Desde el mediodía y hasta las tres de la tarde hubo tinieblas sobre toda la tierra.
Cerca de las tres de la tarde, Jesús clamó a gran voz. Decía: «Elí, Elí, ¿lema sabactani?», es decir, «Dios mío, Dios mío, ¿por qué me has desamparado?»
Algunos de los que estaban allí, decían al oírlo: «Está llamando a Elías.»
Al instante, uno de ellos corrió y tomó una esponja, la empapó en vinagre y, poniéndola en una caña, le dio a beber.
Los otros decían: «Deja, veamos si Elías viene a librarlo.»

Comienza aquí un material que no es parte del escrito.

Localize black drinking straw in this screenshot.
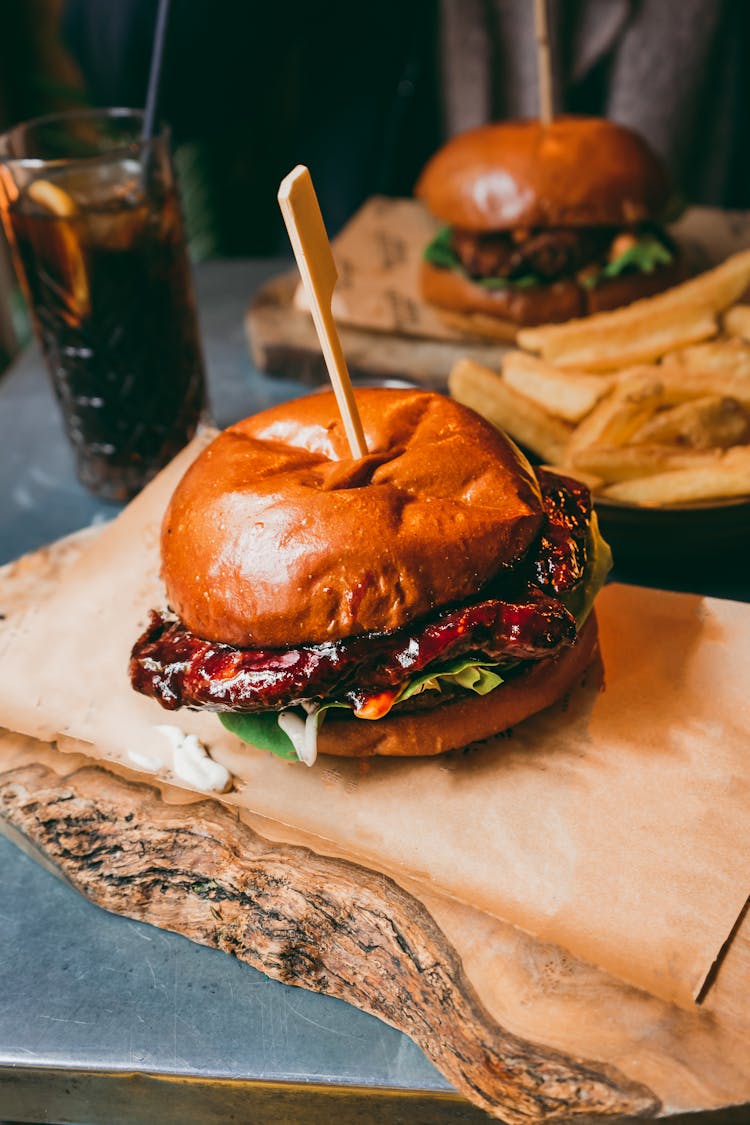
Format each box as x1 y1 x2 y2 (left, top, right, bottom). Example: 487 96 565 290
142 0 171 142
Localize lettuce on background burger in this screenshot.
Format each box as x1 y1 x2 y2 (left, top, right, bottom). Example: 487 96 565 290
130 389 611 765
416 116 684 335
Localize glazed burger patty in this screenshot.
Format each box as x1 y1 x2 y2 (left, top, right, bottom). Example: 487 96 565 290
451 225 662 282
130 470 590 716
130 589 575 715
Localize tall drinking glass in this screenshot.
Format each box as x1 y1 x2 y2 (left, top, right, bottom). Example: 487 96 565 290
0 108 208 501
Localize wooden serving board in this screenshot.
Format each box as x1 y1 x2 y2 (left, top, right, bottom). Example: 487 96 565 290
246 270 510 388
1 730 749 1124
245 200 750 390
1 534 749 1123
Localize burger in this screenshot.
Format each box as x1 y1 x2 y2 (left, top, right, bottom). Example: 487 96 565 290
129 388 611 765
416 116 684 336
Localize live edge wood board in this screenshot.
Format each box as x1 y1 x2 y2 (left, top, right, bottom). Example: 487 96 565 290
1 739 749 1124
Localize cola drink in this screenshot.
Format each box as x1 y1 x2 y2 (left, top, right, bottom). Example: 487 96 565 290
0 112 208 501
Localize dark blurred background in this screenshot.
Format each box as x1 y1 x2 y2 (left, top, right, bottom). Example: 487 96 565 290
0 0 749 364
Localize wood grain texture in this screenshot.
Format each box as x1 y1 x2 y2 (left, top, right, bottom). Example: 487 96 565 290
246 272 510 388
0 759 658 1124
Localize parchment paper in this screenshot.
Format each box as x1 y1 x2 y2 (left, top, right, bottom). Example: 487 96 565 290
294 199 750 338
294 196 457 340
1 442 749 1008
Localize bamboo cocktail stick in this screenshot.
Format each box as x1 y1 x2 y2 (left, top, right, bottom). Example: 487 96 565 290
278 165 369 459
534 0 554 125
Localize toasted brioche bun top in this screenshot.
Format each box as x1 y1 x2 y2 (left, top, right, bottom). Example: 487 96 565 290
161 389 544 648
416 116 671 231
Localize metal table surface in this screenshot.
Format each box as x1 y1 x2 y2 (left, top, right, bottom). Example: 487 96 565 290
1 259 749 1125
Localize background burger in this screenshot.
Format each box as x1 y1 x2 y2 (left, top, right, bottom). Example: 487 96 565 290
416 115 684 337
130 389 611 765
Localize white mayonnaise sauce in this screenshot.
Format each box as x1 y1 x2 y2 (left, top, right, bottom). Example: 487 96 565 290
127 748 163 772
277 703 320 767
154 724 232 792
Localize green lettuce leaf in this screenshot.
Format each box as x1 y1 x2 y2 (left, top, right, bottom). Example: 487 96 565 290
220 701 350 760
218 661 508 761
422 225 459 270
604 235 673 277
394 655 507 704
219 710 299 759
583 235 673 289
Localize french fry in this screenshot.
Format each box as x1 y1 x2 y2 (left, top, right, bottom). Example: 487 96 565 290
611 363 663 381
568 443 722 483
722 303 750 342
518 248 750 369
448 358 572 463
631 395 750 449
664 336 750 377
501 351 614 422
623 364 750 407
602 447 750 505
564 375 666 462
454 256 750 507
521 307 717 371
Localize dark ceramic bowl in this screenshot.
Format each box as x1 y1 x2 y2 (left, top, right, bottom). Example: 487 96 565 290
594 495 750 601
596 494 750 565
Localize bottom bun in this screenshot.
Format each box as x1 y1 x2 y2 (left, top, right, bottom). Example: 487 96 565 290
585 255 686 312
421 254 687 337
421 259 584 326
317 613 600 758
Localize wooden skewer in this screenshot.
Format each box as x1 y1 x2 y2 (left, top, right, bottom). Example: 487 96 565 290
533 0 554 126
278 165 368 460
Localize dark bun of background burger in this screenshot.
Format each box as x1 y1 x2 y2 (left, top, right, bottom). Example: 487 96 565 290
416 116 683 333
418 116 671 229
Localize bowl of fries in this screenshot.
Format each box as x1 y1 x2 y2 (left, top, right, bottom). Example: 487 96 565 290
448 249 750 562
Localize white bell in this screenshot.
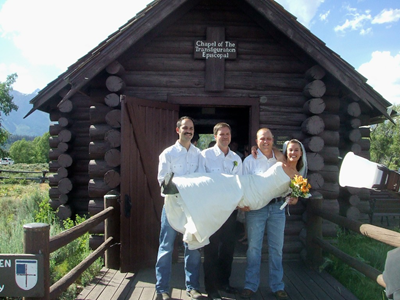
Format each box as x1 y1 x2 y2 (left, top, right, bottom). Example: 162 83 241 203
339 152 387 190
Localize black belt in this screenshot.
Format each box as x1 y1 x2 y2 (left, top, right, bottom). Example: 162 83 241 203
267 197 283 206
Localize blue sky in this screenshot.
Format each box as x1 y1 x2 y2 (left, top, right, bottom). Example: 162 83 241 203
0 0 399 106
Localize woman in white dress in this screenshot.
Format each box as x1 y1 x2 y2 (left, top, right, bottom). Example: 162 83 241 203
163 139 307 249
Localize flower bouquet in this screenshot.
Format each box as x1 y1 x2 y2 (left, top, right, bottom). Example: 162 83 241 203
280 175 312 210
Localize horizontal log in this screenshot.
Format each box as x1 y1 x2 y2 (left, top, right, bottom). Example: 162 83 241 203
303 80 326 98
318 130 339 147
89 222 105 235
301 115 325 135
358 138 371 151
105 93 121 108
49 136 60 148
123 71 307 91
90 124 113 141
57 204 73 221
324 96 340 113
58 178 73 194
306 152 324 171
343 128 361 143
57 167 68 178
105 109 121 128
304 65 326 81
50 107 90 122
88 179 111 198
320 146 340 164
90 105 112 124
88 198 104 216
89 159 114 177
105 149 121 168
106 61 125 75
307 172 324 189
49 160 61 173
303 98 325 115
341 102 361 117
104 170 121 188
339 195 360 206
106 75 125 92
49 199 60 210
259 94 306 107
302 136 324 153
58 154 73 168
105 129 121 148
57 142 70 153
89 235 104 251
284 220 304 235
339 204 360 220
89 141 113 160
360 127 370 138
319 164 339 182
59 99 73 113
58 129 73 143
319 182 340 199
319 114 340 131
50 124 63 136
58 116 72 128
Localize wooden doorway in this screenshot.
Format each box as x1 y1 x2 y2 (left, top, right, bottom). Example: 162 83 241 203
120 96 259 272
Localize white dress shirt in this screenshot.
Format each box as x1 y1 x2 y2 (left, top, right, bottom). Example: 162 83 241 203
243 149 277 175
158 140 201 185
198 144 243 175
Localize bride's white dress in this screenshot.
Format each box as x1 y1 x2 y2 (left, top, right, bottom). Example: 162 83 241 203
164 162 291 249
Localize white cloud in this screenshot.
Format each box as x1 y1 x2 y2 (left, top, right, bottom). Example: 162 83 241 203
372 8 400 24
358 51 400 105
319 10 330 22
275 0 325 28
0 0 150 70
334 6 372 34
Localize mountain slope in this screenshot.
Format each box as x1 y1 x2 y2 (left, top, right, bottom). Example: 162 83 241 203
1 90 50 137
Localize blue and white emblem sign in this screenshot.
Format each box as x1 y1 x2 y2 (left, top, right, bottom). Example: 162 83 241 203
15 259 38 290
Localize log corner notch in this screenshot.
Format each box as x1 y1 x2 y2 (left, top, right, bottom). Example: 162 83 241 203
88 60 124 247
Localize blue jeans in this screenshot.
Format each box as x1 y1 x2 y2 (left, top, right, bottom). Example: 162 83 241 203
155 206 201 294
244 201 285 292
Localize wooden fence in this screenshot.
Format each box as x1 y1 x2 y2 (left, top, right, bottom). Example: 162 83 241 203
0 169 49 183
306 193 400 290
24 194 120 300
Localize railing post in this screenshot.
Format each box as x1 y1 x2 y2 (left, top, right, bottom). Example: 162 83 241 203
24 223 50 300
306 192 324 270
104 193 120 270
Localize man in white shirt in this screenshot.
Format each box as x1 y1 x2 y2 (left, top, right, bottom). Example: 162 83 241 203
198 122 243 300
155 116 202 300
240 128 288 300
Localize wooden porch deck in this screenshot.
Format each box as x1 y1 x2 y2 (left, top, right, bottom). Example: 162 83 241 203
76 260 358 300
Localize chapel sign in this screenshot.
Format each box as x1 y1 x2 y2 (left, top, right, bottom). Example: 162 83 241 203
194 40 237 60
194 27 237 91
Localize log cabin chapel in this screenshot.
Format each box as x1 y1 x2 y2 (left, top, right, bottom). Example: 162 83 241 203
26 0 396 272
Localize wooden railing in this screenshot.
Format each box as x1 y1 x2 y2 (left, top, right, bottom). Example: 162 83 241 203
0 169 49 183
306 194 400 289
24 194 120 300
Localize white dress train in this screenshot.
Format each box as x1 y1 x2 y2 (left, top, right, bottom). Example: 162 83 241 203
164 162 291 249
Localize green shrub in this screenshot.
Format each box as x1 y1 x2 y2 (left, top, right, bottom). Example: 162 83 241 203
0 181 103 300
324 228 397 300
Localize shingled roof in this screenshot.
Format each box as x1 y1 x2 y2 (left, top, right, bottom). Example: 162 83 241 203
26 0 394 121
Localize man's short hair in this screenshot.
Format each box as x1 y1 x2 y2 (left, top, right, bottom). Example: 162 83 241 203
213 122 231 135
256 127 273 138
177 116 195 128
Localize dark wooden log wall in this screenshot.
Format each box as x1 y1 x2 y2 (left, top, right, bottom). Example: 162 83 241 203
49 94 91 221
86 62 123 249
49 0 376 255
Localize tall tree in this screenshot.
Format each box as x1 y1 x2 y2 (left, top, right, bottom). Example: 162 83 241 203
0 73 18 157
370 104 400 171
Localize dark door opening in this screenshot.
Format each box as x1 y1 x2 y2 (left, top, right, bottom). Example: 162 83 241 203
179 105 250 154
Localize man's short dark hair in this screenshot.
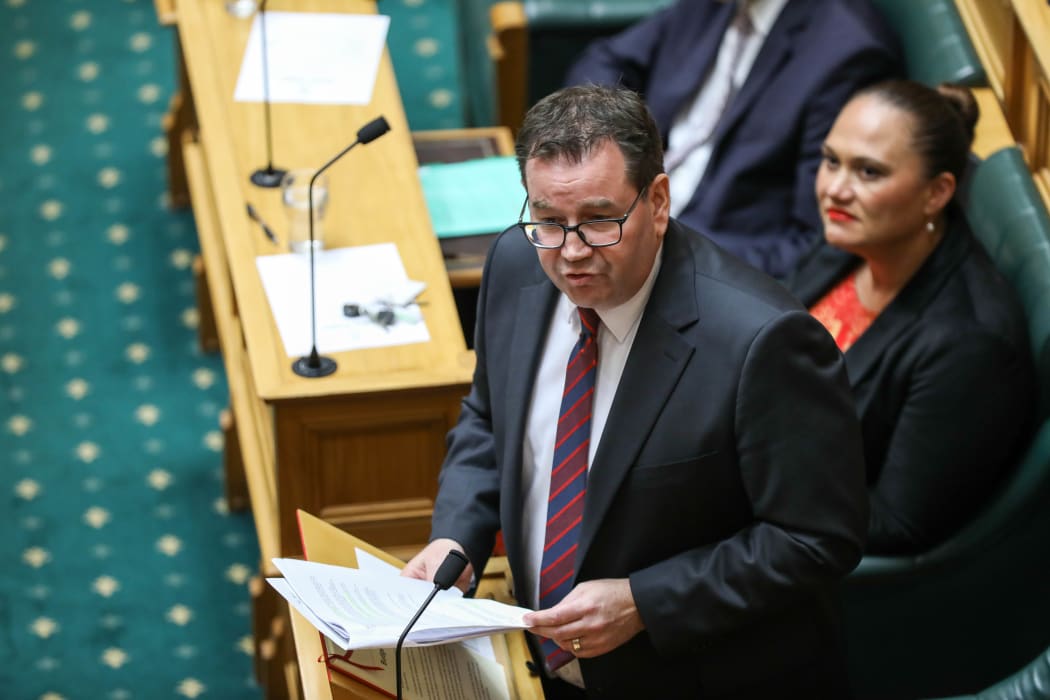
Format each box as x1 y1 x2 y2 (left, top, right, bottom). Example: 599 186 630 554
515 85 665 193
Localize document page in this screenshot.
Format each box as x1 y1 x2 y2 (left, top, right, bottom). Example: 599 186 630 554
255 243 430 357
352 548 496 660
323 639 511 700
234 12 390 105
270 557 530 650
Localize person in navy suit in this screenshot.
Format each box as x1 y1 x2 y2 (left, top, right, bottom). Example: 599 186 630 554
404 86 868 698
566 0 902 278
786 81 1036 554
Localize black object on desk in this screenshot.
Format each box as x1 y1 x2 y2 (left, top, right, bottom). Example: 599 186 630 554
249 0 288 188
246 203 278 245
291 115 391 379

Pero Jesús, después de clamar nuevamente a gran voz, entregó el espíritu.
En ese momento el velo del templo se rasgó en dos, de arriba abajo; la tierra tembló, las rocas se partieron,
los sepulcros se abrieron, y muchos cuerpos de santos, que ya habían muerto, volvieron a vivir.
Después de la resurrección de Jesús, estos salieron de sus sepulcros y fueron a la santa ciudad, donde se aparecieron a muchos.
Al ver el terremoto y las cosas que habían sucedido, el centurión y los que estaban con él custodiando a Jesús se llenaron de miedo, y dijeron: «¡En verdad, este era Hijo de Dios!»
Muchas mujeres, que desde Galilea habían seguido a Jesús para servirlo, estaban allí mirando de lejos.
Entre ellas estaban María Magdalena, María la madre de Jacobo y de José, y la madre de los hijos de Zebedeo.